Changes in the current “Act on Abortions” are proposed by the OLaNNO member Anna Záborská. Among other things, she suggests extending the “time to think” period from the current 48 hours to 96 hours. The extension is designed to ensure a gynaecologist offers legal space to a woman after she requests an abortion in case she changes her mind.

The conservatives also want women who decide for abortion to be obliged to give a reason.

“Such information would be for statistical purposes only. It is common in many countries of the European Union, and it is not an obstacle to abortion,” Záborská said while defending this idea.

However, abortion could be more complicated when it comes to abortion due to damage to the fetus. The application for abortion would require substantiation from two medical reports from specialists from two different medical facilities.

“The proposal introduces the obligation to obtain two medical reports only in the case of abortion for medical reasons. The doctor would have to inform the woman about all aspects of terminating the pregnancy,” said Záborská.

However, the liberal wing of the governing coalition, led by Jana Bittó Cigániková of the Freedom and Solidarity Party (SaS), rejected the changes, implying that they are a tool to blackmail and intimidate women.

“I do not understand how this would help women,” said Cigániková.

At the same time, liberal deputies are also trying to change the law on abortions, but in a completely different way. They promote the introduction of the so-called abortion pill, which could, in some cases, replace surgical abortions. In Slovakia, such a form of abortion is not yet possible.

“If abortions are allowed, they should utilize the most modern and gentle method for women,” added Cigániková.
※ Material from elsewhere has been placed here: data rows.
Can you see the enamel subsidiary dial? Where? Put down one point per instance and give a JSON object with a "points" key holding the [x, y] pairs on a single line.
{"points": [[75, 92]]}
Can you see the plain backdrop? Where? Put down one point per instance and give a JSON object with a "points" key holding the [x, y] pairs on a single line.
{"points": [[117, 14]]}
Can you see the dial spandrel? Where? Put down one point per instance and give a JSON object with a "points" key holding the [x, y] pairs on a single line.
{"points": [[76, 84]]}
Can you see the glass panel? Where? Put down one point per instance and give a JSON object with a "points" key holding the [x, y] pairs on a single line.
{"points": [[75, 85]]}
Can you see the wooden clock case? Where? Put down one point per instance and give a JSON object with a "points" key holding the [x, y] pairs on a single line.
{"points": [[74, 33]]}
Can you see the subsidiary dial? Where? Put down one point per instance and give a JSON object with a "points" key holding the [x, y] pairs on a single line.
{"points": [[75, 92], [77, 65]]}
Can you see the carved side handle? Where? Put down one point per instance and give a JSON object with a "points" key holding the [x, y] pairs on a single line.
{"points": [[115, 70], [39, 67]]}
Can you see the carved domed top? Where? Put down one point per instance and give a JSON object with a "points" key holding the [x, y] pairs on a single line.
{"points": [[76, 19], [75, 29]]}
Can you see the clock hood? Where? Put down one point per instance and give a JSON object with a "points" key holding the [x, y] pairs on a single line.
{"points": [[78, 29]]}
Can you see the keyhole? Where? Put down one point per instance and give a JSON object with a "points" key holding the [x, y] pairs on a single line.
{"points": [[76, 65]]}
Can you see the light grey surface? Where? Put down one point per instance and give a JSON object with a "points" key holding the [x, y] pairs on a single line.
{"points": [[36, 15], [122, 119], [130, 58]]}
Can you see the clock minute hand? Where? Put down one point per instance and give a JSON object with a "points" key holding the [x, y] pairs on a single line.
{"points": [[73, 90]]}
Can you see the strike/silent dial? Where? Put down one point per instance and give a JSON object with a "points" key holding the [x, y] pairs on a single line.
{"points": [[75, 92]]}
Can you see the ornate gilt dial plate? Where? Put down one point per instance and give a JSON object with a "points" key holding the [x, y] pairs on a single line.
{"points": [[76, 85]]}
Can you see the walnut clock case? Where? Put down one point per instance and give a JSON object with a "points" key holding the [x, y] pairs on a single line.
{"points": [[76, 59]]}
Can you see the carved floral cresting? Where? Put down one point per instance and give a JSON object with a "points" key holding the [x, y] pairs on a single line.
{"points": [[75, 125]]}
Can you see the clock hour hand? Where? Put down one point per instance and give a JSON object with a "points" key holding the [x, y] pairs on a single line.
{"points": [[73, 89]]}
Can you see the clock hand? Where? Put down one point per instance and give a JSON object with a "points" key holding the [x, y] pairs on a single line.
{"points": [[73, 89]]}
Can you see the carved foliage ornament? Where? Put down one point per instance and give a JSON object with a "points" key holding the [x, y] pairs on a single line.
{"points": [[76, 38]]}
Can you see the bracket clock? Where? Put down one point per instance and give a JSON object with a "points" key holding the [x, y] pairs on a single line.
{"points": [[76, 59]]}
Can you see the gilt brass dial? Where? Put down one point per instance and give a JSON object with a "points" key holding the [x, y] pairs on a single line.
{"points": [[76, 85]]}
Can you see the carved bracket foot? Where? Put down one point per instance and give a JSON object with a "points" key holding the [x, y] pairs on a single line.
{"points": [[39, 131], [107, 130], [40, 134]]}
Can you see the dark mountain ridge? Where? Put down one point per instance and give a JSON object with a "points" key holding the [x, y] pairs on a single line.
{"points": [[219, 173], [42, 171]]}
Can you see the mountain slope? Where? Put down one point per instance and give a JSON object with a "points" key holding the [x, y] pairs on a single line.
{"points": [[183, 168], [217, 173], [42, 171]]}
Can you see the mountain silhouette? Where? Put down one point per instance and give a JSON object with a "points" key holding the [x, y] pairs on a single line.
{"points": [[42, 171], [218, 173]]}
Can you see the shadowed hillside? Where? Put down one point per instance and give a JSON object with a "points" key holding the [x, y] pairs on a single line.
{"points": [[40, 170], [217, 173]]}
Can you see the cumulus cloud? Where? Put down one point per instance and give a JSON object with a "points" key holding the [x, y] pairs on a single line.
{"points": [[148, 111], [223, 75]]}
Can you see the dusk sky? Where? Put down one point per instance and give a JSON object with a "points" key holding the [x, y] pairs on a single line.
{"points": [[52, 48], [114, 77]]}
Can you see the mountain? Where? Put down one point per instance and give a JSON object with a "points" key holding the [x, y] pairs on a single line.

However, the liberal group of deputies also wants to pass the proposal on the support of €260 per month for women who decide to go through with a pregnancy, knowing they will have a severely disabled child.

In recent years, the number of abortions in Slovakia has been steadily declining. Currently, women in Slovakia can request an abortion until the 12th week of pregnancy. According to a survey by the Institute for Public Affairs, most Slovaks are in favor of maintaining the current legislation on abortions.